Even with the defectors from Trifonov’s party, however, Petkov’s coalition remains six parliamentarians shy of the absolute 121 majority required in Wednesday’s vote.

Petkov himself is seeking to put a brave face on what looks set to be a defeat and is still vowing to try to find other sympathetic MPs by Wednesday. “We will do everything we can to find them,” he said.

The motion against the governing coalition was proposed by the opposition GERB party of former Prime Minister Borissov, which ruled the country for the better part of the past decade, blaming Petkov’s cabinet for failing to curb surging inflation and slamming its financial policies.  

Trial run

On Thursday, the Parliament dismissed its speaker Nikola Minchev of Petkov’s Continuing the Change party.

That maneuver against the speaker was conducted by 125 opposition lawmakers from GERB, the ethnic Turkish Movement for Rights and Freedom party, the surviving rump of Trifonov’s party and the pro-Russian nationalist Revival party. Some experts saw the vote as a test-run for the no confidence vote on Wednesday. 

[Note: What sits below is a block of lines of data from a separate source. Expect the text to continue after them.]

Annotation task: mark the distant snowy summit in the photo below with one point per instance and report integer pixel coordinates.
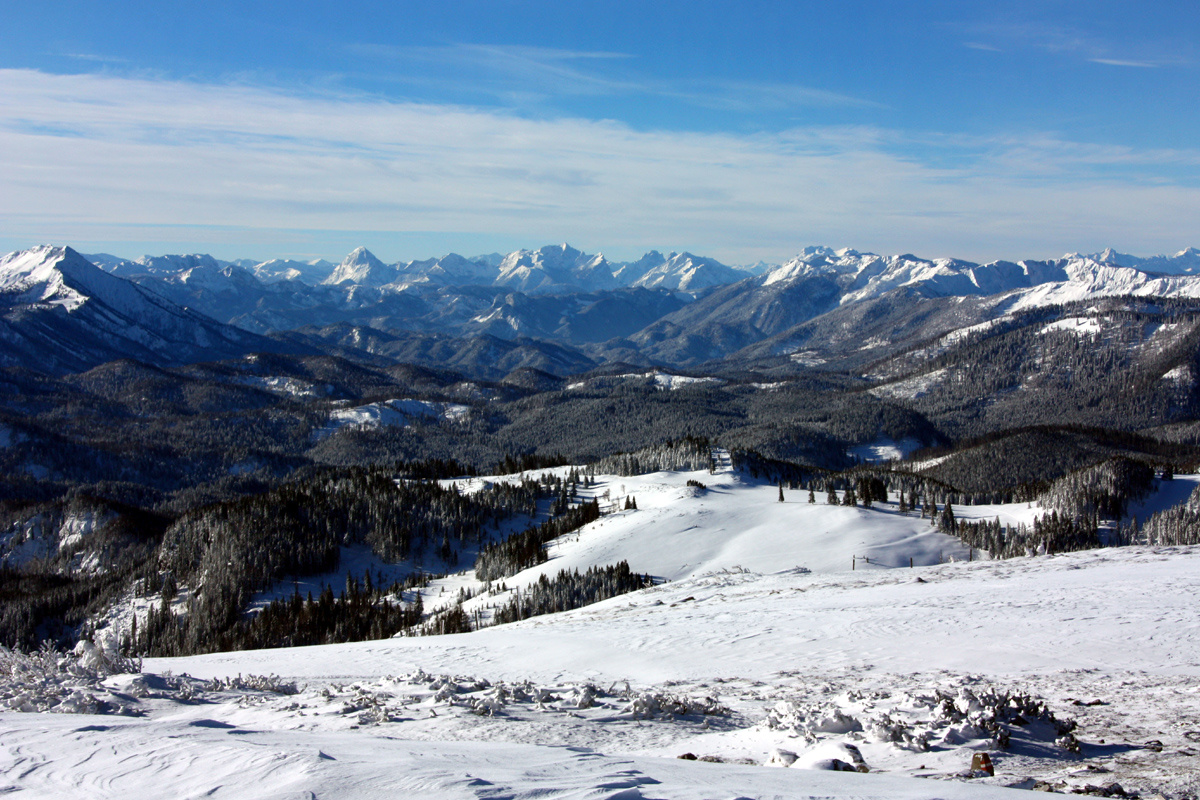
(59, 312)
(863, 276)
(562, 269)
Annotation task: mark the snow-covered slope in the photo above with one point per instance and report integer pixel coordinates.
(678, 271)
(765, 671)
(61, 313)
(361, 268)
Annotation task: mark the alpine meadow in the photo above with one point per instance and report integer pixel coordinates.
(742, 517)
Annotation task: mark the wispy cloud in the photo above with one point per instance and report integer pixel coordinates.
(515, 74)
(1068, 41)
(89, 151)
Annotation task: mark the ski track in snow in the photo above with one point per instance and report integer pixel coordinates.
(762, 643)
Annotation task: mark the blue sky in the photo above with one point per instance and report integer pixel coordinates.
(737, 130)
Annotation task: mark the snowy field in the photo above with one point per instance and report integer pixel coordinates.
(763, 655)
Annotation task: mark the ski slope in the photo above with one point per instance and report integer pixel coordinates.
(763, 653)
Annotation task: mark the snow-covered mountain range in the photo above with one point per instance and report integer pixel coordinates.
(61, 313)
(673, 308)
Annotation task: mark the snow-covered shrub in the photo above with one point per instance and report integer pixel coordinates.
(271, 684)
(47, 680)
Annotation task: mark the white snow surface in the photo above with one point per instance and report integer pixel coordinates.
(394, 413)
(885, 449)
(765, 654)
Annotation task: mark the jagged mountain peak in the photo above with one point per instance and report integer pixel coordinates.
(361, 268)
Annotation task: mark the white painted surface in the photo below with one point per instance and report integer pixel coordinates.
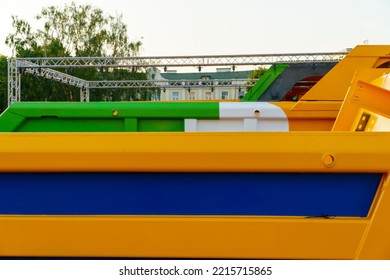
(235, 116)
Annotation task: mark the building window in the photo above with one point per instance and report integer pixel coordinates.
(175, 96)
(191, 95)
(225, 95)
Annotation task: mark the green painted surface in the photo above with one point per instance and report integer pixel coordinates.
(104, 116)
(264, 83)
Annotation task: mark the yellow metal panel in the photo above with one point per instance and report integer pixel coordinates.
(334, 85)
(177, 152)
(368, 93)
(376, 241)
(181, 237)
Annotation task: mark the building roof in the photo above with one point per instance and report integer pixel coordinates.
(209, 75)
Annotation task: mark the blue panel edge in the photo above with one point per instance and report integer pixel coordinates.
(269, 194)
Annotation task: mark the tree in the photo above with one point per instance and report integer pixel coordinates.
(255, 75)
(3, 83)
(73, 30)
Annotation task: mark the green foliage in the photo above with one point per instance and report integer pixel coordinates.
(3, 83)
(255, 75)
(75, 30)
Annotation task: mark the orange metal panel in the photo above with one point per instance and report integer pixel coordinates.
(181, 237)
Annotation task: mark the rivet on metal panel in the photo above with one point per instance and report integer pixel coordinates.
(328, 160)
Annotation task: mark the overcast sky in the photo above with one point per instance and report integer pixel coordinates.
(201, 27)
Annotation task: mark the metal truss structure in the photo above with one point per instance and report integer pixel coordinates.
(45, 67)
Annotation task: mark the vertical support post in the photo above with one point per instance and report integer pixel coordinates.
(13, 81)
(84, 93)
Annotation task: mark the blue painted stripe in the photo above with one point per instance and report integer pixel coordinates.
(302, 194)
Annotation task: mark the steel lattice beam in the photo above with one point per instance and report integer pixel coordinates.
(44, 67)
(181, 61)
(171, 83)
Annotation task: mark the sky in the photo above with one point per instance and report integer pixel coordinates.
(224, 27)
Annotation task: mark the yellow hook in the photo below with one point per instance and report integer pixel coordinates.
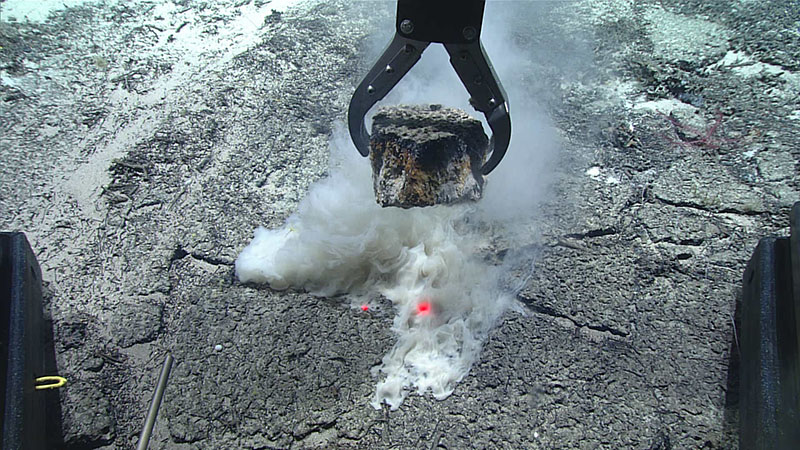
(53, 382)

“At this point it seems unlikely that Petkov’s cabinet will survive the no-confidence vote,” said Daniel Smilov, a political analyst with the Sofia-based think tank Centre for Liberal Strategies.

Following Minchev’s ouster, several thousand Bulgarians took to the streets of the capital Sofia to rally in support of the government. “We are facing a no-confidence vote,” Petkov told the crowd on Thursday. “Let that not discourage you. It’s just a phase that we will overcome.” 

The country’s inability to make any advances against rampant graft — frequently fueled by the abuse of EU funds — is one of the main grievances of Bulgarian voters. In 2020, the country was rocked by a long summer of protests against the judiciary as well as key figures in Borissov’s party and the ethnic Turkish party.

New elections are expected to benefit Borissov’s GERB, as well as pro-Russian parties such as Revival and the newly-formed Bulgarian Rise. 

“GERB and the MRF might try to capitalize on polarization in Bulgarian society and position themselves as the anti-Kremlin alternative to pro-Russian,” said Smilov.

However, he warned that the appetite for an anti-corruption drive should not be underestimated. 

“People haven’t forgotten the 2020 protest against Borissov’s government and might use the elections to clearly state their disenchantment with the status quo,” he added.